Scripps' Yates highlighted an application that only emerged near the decade's end, single-cell proteomics.
"New processes … have started to make single-cell proteomics on cells of interest like cancer cells a reality," he said.
The technique is still in its infancy, with one of the first reports of large-scale mass spec-based protein measurements in single cells appearing in 2017. Since then, interest in the approach has grown rapidly. A few months ago, researchers at Pacific Northwest National Laboratory published a high-throughput workflow for single-cell proteomics that is able to identify up to 2,300 proteins per cell and analyze around 100 cells per day.
Immunoassay-based methods aimed at measuring relatively large numbers of proteins at the single-cell level also saw significant advances during the decade. This was particularly true on the commercial side, with companies including Fluidigm, NanoString Technologies, IsoPlexis, Akoya Biosciences, Zellkraftwerk, IonPath, and Mission Bio launching tools for single-cell protein analysis during the last decade.

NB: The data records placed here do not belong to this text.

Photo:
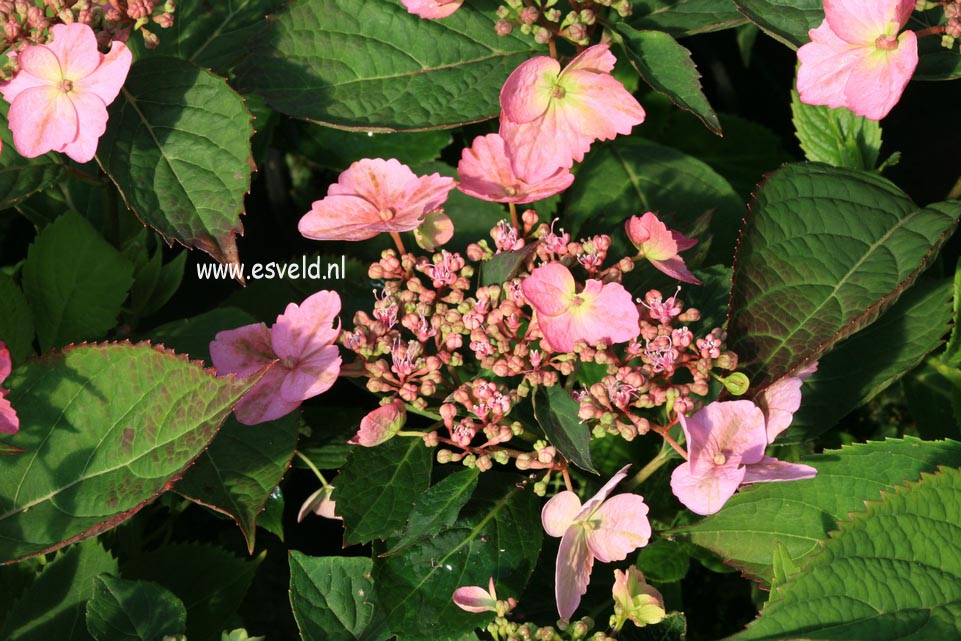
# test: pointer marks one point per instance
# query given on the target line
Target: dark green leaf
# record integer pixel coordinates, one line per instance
(133, 611)
(178, 148)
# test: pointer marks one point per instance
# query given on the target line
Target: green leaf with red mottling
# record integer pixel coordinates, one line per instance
(107, 428)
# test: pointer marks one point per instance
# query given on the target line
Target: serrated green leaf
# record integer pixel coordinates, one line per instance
(177, 146)
(77, 299)
(53, 606)
(437, 508)
(801, 513)
(375, 67)
(123, 610)
(667, 67)
(331, 596)
(242, 466)
(836, 136)
(210, 582)
(497, 534)
(377, 487)
(824, 251)
(892, 572)
(16, 320)
(556, 413)
(107, 428)
(685, 17)
(861, 367)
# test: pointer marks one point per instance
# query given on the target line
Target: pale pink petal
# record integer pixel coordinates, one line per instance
(572, 572)
(559, 512)
(108, 78)
(620, 527)
(527, 92)
(380, 425)
(42, 119)
(706, 493)
(878, 80)
(771, 469)
(75, 46)
(242, 351)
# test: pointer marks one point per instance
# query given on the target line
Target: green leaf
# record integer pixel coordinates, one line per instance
(836, 136)
(209, 581)
(53, 606)
(786, 20)
(21, 177)
(556, 413)
(824, 251)
(685, 17)
(331, 596)
(178, 148)
(77, 299)
(861, 367)
(123, 610)
(377, 487)
(107, 428)
(498, 534)
(631, 176)
(667, 67)
(372, 66)
(892, 572)
(16, 320)
(242, 466)
(800, 514)
(437, 508)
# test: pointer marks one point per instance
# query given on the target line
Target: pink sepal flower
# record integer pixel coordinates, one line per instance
(58, 99)
(603, 529)
(485, 172)
(432, 9)
(856, 59)
(380, 425)
(300, 347)
(374, 196)
(601, 311)
(550, 117)
(660, 245)
(9, 421)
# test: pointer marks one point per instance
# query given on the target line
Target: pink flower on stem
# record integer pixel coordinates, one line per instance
(601, 311)
(374, 196)
(300, 345)
(432, 9)
(726, 442)
(485, 172)
(58, 99)
(550, 117)
(660, 245)
(856, 59)
(603, 529)
(9, 422)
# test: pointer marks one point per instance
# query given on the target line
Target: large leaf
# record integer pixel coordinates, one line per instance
(892, 572)
(80, 298)
(53, 606)
(107, 428)
(331, 596)
(686, 17)
(123, 610)
(377, 487)
(824, 251)
(373, 66)
(178, 148)
(667, 67)
(865, 364)
(800, 514)
(243, 465)
(497, 534)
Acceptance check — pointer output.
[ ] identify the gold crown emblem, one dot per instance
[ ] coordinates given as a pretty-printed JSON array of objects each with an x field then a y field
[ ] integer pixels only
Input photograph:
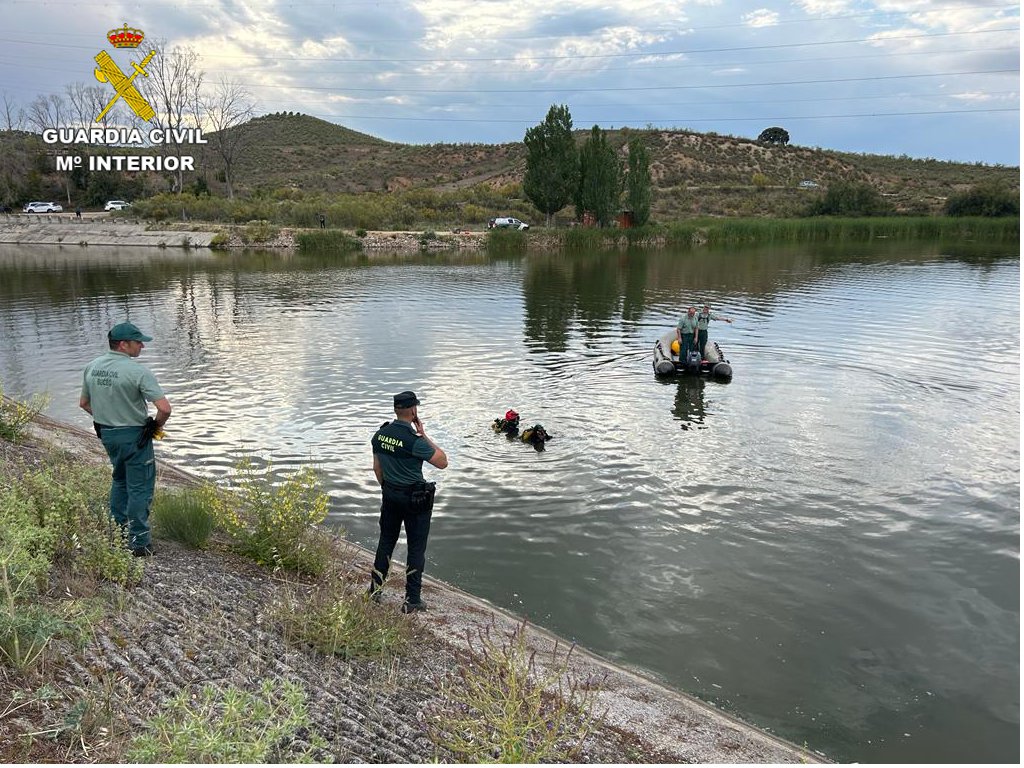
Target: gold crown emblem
[{"x": 126, "y": 37}]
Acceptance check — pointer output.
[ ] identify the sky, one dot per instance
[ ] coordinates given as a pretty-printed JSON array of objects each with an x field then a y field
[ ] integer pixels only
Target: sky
[{"x": 919, "y": 78}]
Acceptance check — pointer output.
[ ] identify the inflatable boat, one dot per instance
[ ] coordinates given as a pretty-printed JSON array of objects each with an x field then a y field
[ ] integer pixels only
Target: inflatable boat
[{"x": 667, "y": 363}]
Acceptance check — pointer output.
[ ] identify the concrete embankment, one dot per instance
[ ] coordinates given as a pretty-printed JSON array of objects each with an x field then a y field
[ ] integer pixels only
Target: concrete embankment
[
  {"x": 94, "y": 229},
  {"x": 102, "y": 229},
  {"x": 206, "y": 615}
]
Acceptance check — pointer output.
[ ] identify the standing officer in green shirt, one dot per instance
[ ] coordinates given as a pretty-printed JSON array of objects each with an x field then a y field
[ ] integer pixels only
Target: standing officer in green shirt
[
  {"x": 115, "y": 391},
  {"x": 686, "y": 333},
  {"x": 399, "y": 449},
  {"x": 702, "y": 318}
]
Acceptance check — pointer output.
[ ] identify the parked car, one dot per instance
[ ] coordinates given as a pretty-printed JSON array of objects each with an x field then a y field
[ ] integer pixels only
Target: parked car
[
  {"x": 42, "y": 208},
  {"x": 507, "y": 222}
]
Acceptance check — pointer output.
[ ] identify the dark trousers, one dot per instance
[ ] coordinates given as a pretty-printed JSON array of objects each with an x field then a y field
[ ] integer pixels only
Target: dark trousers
[
  {"x": 132, "y": 481},
  {"x": 397, "y": 510}
]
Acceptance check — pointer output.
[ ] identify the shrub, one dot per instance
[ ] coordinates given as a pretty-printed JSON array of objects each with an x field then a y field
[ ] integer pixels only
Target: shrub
[
  {"x": 47, "y": 516},
  {"x": 15, "y": 415},
  {"x": 850, "y": 199},
  {"x": 344, "y": 623},
  {"x": 182, "y": 516},
  {"x": 71, "y": 503},
  {"x": 229, "y": 726},
  {"x": 259, "y": 231},
  {"x": 506, "y": 710},
  {"x": 275, "y": 525},
  {"x": 327, "y": 241},
  {"x": 984, "y": 200}
]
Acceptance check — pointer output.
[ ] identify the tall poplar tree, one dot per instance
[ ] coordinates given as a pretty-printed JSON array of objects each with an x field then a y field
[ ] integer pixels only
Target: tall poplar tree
[
  {"x": 598, "y": 190},
  {"x": 552, "y": 163},
  {"x": 638, "y": 184}
]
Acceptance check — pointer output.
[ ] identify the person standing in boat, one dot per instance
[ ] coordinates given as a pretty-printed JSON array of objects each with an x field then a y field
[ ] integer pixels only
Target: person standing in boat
[
  {"x": 399, "y": 449},
  {"x": 686, "y": 332},
  {"x": 702, "y": 320}
]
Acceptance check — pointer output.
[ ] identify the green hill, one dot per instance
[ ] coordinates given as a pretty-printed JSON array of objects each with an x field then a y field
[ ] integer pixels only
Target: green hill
[{"x": 694, "y": 174}]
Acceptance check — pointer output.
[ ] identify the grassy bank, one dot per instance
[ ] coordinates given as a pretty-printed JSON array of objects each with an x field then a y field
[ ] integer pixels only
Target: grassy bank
[{"x": 250, "y": 638}]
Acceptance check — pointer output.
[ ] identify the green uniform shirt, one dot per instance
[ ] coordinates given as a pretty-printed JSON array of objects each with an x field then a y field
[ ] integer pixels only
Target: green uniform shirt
[
  {"x": 687, "y": 325},
  {"x": 401, "y": 453},
  {"x": 704, "y": 318},
  {"x": 118, "y": 387}
]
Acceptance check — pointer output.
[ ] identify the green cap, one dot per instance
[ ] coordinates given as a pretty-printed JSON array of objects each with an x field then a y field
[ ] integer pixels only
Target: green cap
[{"x": 127, "y": 332}]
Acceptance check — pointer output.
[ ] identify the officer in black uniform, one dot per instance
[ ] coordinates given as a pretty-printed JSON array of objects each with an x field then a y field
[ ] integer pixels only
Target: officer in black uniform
[{"x": 400, "y": 448}]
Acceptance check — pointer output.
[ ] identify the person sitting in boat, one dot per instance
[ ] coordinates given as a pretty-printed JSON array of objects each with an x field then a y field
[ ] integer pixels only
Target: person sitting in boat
[
  {"x": 686, "y": 333},
  {"x": 704, "y": 318}
]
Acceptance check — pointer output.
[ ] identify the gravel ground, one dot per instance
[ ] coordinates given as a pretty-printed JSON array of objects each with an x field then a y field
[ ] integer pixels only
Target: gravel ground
[{"x": 210, "y": 617}]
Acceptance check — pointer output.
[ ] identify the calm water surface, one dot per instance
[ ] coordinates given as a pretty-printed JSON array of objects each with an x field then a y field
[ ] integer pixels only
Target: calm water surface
[{"x": 827, "y": 546}]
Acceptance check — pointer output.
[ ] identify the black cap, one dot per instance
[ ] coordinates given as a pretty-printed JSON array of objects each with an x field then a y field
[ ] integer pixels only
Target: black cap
[{"x": 406, "y": 399}]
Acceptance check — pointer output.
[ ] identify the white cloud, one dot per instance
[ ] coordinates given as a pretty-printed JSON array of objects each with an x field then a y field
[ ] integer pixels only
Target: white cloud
[
  {"x": 761, "y": 17},
  {"x": 824, "y": 7}
]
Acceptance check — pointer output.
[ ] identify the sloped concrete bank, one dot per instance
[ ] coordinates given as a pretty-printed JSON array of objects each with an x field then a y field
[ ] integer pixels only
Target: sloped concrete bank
[
  {"x": 101, "y": 229},
  {"x": 208, "y": 617},
  {"x": 94, "y": 229}
]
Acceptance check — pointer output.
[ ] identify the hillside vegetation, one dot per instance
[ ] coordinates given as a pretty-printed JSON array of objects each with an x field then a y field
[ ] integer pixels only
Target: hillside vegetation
[{"x": 694, "y": 174}]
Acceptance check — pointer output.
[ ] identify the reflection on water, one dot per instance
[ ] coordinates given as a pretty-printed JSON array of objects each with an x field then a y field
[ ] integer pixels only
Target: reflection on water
[
  {"x": 689, "y": 403},
  {"x": 827, "y": 545}
]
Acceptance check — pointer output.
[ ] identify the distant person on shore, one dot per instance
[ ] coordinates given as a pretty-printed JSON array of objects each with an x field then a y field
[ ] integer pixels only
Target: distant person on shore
[
  {"x": 686, "y": 333},
  {"x": 704, "y": 317},
  {"x": 116, "y": 389},
  {"x": 399, "y": 449}
]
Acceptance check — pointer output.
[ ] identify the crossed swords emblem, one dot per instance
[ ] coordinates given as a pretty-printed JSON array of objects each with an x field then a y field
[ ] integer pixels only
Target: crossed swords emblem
[{"x": 109, "y": 72}]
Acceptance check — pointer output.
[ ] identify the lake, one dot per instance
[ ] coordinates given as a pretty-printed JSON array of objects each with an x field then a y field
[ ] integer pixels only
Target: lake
[{"x": 827, "y": 546}]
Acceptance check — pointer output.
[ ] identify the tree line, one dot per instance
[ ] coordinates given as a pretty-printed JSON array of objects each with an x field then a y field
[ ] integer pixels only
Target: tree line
[{"x": 589, "y": 176}]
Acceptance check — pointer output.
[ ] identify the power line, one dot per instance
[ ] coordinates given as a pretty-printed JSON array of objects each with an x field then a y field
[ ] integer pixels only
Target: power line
[
  {"x": 682, "y": 121},
  {"x": 570, "y": 57}
]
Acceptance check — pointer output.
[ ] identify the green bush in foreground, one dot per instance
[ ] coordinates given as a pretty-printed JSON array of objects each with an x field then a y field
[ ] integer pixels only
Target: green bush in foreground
[
  {"x": 507, "y": 710},
  {"x": 182, "y": 516},
  {"x": 229, "y": 726},
  {"x": 984, "y": 200},
  {"x": 54, "y": 516},
  {"x": 273, "y": 524}
]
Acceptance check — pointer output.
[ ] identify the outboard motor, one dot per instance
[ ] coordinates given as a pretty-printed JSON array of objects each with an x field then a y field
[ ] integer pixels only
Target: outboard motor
[{"x": 722, "y": 371}]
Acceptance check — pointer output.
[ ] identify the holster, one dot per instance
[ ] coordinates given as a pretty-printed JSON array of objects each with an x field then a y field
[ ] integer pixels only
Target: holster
[{"x": 422, "y": 496}]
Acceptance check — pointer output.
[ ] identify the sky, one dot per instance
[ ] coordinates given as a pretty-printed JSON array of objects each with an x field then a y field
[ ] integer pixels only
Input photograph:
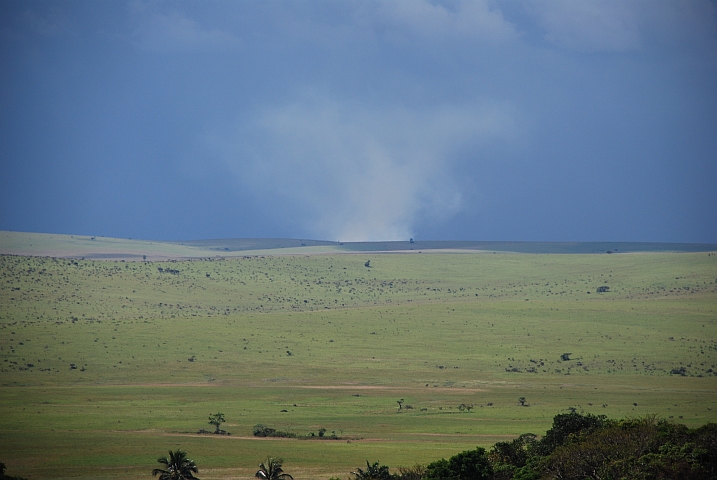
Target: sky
[{"x": 361, "y": 120}]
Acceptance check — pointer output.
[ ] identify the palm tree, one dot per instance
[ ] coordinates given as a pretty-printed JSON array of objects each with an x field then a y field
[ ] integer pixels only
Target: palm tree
[
  {"x": 179, "y": 467},
  {"x": 271, "y": 470}
]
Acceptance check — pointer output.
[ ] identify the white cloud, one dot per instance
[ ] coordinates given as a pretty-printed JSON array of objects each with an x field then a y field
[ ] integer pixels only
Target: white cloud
[
  {"x": 589, "y": 25},
  {"x": 462, "y": 19},
  {"x": 359, "y": 173}
]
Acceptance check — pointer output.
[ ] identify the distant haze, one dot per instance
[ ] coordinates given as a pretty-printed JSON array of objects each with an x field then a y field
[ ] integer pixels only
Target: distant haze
[{"x": 360, "y": 121}]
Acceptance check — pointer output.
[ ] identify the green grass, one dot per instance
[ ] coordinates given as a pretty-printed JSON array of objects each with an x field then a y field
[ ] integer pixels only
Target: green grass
[{"x": 437, "y": 330}]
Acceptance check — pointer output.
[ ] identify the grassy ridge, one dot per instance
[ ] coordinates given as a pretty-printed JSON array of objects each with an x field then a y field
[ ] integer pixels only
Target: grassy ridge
[
  {"x": 79, "y": 246},
  {"x": 336, "y": 344}
]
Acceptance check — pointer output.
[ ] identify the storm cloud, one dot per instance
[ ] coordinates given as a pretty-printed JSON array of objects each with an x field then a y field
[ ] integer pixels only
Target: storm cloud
[{"x": 377, "y": 120}]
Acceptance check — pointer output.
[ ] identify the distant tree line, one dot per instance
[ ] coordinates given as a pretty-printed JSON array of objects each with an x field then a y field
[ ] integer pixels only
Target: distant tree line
[{"x": 577, "y": 446}]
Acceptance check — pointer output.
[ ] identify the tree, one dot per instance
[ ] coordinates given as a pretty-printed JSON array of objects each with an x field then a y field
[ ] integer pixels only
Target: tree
[
  {"x": 567, "y": 424},
  {"x": 468, "y": 465},
  {"x": 216, "y": 419},
  {"x": 372, "y": 472},
  {"x": 271, "y": 470},
  {"x": 179, "y": 467}
]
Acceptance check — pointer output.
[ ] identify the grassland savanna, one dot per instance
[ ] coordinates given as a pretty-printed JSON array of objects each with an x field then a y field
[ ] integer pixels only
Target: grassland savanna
[{"x": 106, "y": 365}]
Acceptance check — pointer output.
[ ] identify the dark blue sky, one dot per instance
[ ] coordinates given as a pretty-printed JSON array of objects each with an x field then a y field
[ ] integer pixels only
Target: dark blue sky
[{"x": 360, "y": 120}]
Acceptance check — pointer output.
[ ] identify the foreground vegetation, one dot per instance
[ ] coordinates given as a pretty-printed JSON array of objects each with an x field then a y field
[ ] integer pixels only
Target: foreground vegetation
[
  {"x": 575, "y": 447},
  {"x": 104, "y": 363}
]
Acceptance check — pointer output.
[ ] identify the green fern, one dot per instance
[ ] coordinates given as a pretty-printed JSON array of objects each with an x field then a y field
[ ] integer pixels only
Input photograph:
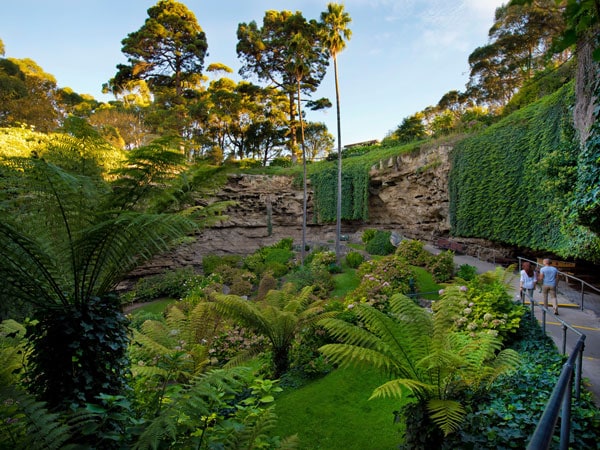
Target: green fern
[
  {"x": 421, "y": 353},
  {"x": 26, "y": 423}
]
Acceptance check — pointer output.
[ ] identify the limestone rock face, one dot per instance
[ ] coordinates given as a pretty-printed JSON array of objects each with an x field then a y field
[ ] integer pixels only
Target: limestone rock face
[{"x": 408, "y": 195}]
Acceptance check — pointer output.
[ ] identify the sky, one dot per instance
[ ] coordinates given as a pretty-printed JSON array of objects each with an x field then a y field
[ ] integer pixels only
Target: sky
[{"x": 403, "y": 56}]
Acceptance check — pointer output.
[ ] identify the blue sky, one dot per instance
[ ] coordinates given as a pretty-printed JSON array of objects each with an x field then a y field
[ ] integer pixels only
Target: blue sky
[{"x": 404, "y": 55}]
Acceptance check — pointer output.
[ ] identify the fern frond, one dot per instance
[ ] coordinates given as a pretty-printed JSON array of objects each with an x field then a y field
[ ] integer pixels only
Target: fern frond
[
  {"x": 28, "y": 424},
  {"x": 263, "y": 422},
  {"x": 162, "y": 428},
  {"x": 349, "y": 355},
  {"x": 144, "y": 344},
  {"x": 446, "y": 414},
  {"x": 148, "y": 371},
  {"x": 349, "y": 333}
]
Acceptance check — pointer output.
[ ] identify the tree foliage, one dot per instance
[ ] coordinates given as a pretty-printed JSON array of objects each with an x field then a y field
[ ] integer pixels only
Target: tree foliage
[
  {"x": 168, "y": 50},
  {"x": 520, "y": 39}
]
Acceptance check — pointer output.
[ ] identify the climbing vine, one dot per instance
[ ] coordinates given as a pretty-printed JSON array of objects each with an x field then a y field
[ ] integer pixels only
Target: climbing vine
[
  {"x": 515, "y": 182},
  {"x": 355, "y": 192}
]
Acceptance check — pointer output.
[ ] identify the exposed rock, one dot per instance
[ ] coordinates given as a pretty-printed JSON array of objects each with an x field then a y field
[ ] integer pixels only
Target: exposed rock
[{"x": 408, "y": 195}]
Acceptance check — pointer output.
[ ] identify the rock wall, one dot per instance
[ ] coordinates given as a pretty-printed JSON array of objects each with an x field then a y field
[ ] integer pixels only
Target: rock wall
[{"x": 408, "y": 194}]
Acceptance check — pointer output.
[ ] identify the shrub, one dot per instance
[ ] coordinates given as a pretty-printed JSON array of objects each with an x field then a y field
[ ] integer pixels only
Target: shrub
[
  {"x": 414, "y": 252},
  {"x": 484, "y": 304},
  {"x": 281, "y": 161},
  {"x": 267, "y": 283},
  {"x": 211, "y": 262},
  {"x": 239, "y": 280},
  {"x": 510, "y": 410},
  {"x": 230, "y": 343},
  {"x": 354, "y": 259},
  {"x": 380, "y": 279},
  {"x": 172, "y": 284},
  {"x": 466, "y": 272},
  {"x": 368, "y": 234},
  {"x": 380, "y": 244},
  {"x": 324, "y": 259},
  {"x": 441, "y": 267},
  {"x": 319, "y": 278}
]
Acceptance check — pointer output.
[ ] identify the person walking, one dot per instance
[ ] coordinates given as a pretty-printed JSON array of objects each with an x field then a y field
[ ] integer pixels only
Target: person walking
[
  {"x": 527, "y": 281},
  {"x": 549, "y": 279}
]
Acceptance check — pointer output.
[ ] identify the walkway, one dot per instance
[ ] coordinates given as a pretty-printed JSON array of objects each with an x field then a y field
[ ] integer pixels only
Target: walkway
[{"x": 586, "y": 321}]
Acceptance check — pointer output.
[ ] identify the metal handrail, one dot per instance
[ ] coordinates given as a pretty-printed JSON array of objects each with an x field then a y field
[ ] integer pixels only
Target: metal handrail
[
  {"x": 561, "y": 397},
  {"x": 584, "y": 285},
  {"x": 560, "y": 400}
]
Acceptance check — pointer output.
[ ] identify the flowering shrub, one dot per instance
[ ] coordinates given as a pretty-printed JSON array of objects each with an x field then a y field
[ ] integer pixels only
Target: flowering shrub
[
  {"x": 380, "y": 279},
  {"x": 441, "y": 266},
  {"x": 482, "y": 305},
  {"x": 324, "y": 259},
  {"x": 414, "y": 252},
  {"x": 354, "y": 259}
]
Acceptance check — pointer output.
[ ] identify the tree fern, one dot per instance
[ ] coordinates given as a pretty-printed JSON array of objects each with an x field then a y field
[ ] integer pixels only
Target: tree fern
[
  {"x": 12, "y": 351},
  {"x": 26, "y": 423},
  {"x": 422, "y": 353},
  {"x": 280, "y": 317}
]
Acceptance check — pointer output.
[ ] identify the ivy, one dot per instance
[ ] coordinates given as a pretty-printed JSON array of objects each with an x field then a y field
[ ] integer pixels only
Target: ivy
[
  {"x": 587, "y": 200},
  {"x": 514, "y": 182},
  {"x": 355, "y": 193}
]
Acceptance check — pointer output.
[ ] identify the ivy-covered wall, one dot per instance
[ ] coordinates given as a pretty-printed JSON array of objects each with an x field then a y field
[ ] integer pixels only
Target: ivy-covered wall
[
  {"x": 514, "y": 183},
  {"x": 355, "y": 192}
]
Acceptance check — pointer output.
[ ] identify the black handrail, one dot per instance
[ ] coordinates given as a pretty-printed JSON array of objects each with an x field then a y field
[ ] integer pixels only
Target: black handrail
[{"x": 560, "y": 399}]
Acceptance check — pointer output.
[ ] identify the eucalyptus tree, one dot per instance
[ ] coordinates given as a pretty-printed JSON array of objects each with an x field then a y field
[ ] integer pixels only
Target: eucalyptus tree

Christoph Borchers, a professor at McGill University and director of the Segal Cancer Proteomics Centre whose lab is heavily involved in clinical work, selected an application that is still rooted in more basic research.
"Tremendous progress has been made in the area of structural proteomics," he said. "Numerous tools, approaches, and reagents have been developed, making structural proteomics now accessible and feasible for every proteomics laboratory in the world."
The use of mass spectrometry combined with methods like peptide crosslinking and hydrogen/deuterium exchange (HDX) has allowed proteomics techniques to complement traditional structural research methods like X-ray crystallography and cryo-electron microscopy.
This has opened up the possibility of observing not only how protein expression or isoforms change in response to various stimuli or disease states, but also how protein structures change, which is key to better understanding their functions within organisms.
For Olga Vitek, a professor at Northeastern University and an expert in the statistical methods underlying proteomic analyses, the key takeaway from the decade was less any discrete development and more how a series of advances came together to enable higher throughput and higher data quality.
"The big [one] there is the simultaneous improvements in the quality of the data and the scalability of the experiments," she said. "New instruments, new workflows, and the associated software all had to come together to achieve that."